For all of 1990, personal bankruptcies rose 16% to over 700,000 filings. During the first half of 1991, personal bankruptcies had already climbed to approximately 440,000 cases, which indicates that bankruptcy filings by individuals are still on the upward trend. The latter increase, however, is attributable at least in part to the 1990-1991 recession and is historically comparable to increases during other national economic downturns.

Conclusion

During the last seven years, increases in personal bankruptcies have been significantly higher in states affected by economic downturns. This supports the view that the upward trend in personal bankruptcies during the 1980s was not countercyclical, but reflected an economy in which, at times, a few states suffered considerable economic declines. Moreover, although these recessions were localized, their effects were often widespread, causing personal bankruptcies to rise at the national level. Studies show that other factors, such as the Bankruptcy Reform Act of 1978 and the unprecedented increase in consumer debt, indeed exacerbated the rise in the number of personal bankruptcy filings during the 1980s. Nevertheless, the evidence shows that regional economic shocks also may cause significant increases in personal bankruptcies, even during periods of national economic growth.


MMI-Midwest Manufacturing Index: Current expansion

The Midwest Manufacturing Index is a line graph showing manufacturing activity in the Midwest and the U.S., indexed to 100 in January 1983. The MMI value in August of 1991 was 137.9 (compared with 138.8 the previous month and 136.0 the previous year). The USMI value was 132.5 (compared with 132.0 the previous month and 135.8 the previous year).
Note: The MMI and the USMI are composite indexes of 17 manufacturing industries and are derived from econometric models that estimate output from monthly hours worked and kilowatt hours data. For a discussion of the methodology, see “Reconsidering the Regional Manufacturing Indexes,” Economic Perspectives, Federal Reserve Bank of Chicago, Vol. XIII, No. 4, July/August 1989.

Manufacturing activity in the Midwest declined in August for the first time since its recovery began in March. The August decline was modest (down 0.6% from the previous month), compared with the monthly gains experienced in recent months. However, that decline was in marked contrast to the continued gains in manufacturing activity nationwide.
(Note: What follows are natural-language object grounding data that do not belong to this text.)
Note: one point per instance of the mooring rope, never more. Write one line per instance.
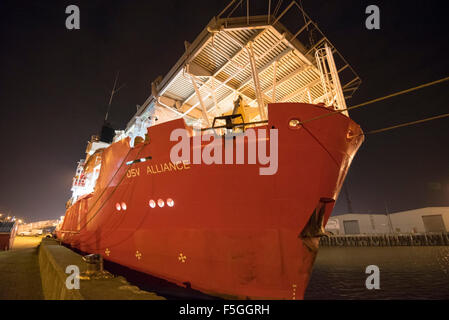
(378, 99)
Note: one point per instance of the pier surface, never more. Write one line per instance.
(19, 271)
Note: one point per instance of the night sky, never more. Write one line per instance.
(55, 85)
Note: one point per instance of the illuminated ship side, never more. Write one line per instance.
(225, 229)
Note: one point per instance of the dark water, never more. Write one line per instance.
(405, 273)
The softness in the Midwest was concentrated in the transportation and chemicals sectors of the region’s economy, which were also weak nationally. Declines in the Midwest’s chemicals sector were roughly in line with weakness nationally, but the decline in the transportation sector was substantially deeper than for the nation as a whole.


Notes

1 Economic Report of the President, February 1986, p. 133.
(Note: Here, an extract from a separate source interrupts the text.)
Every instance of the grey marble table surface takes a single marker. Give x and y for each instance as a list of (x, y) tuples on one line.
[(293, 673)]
2 C.A. Luckett, “Personal Bankruptcies,” Federal Reserve Bulletin, September 1988, pp. 591-603.

3 T. Sullivan, E. Warren, and J.L. Westbrook, As We Forgive Our Debtors: Bankruptcy and Consumer Credit in America, Oxford University Press, 1989, p. 129.


Opinions expressed in this article are those of the author(s) and do not necessarily reflect the views of the Federal Reserve Bank of Chicago or the Federal Reserve System.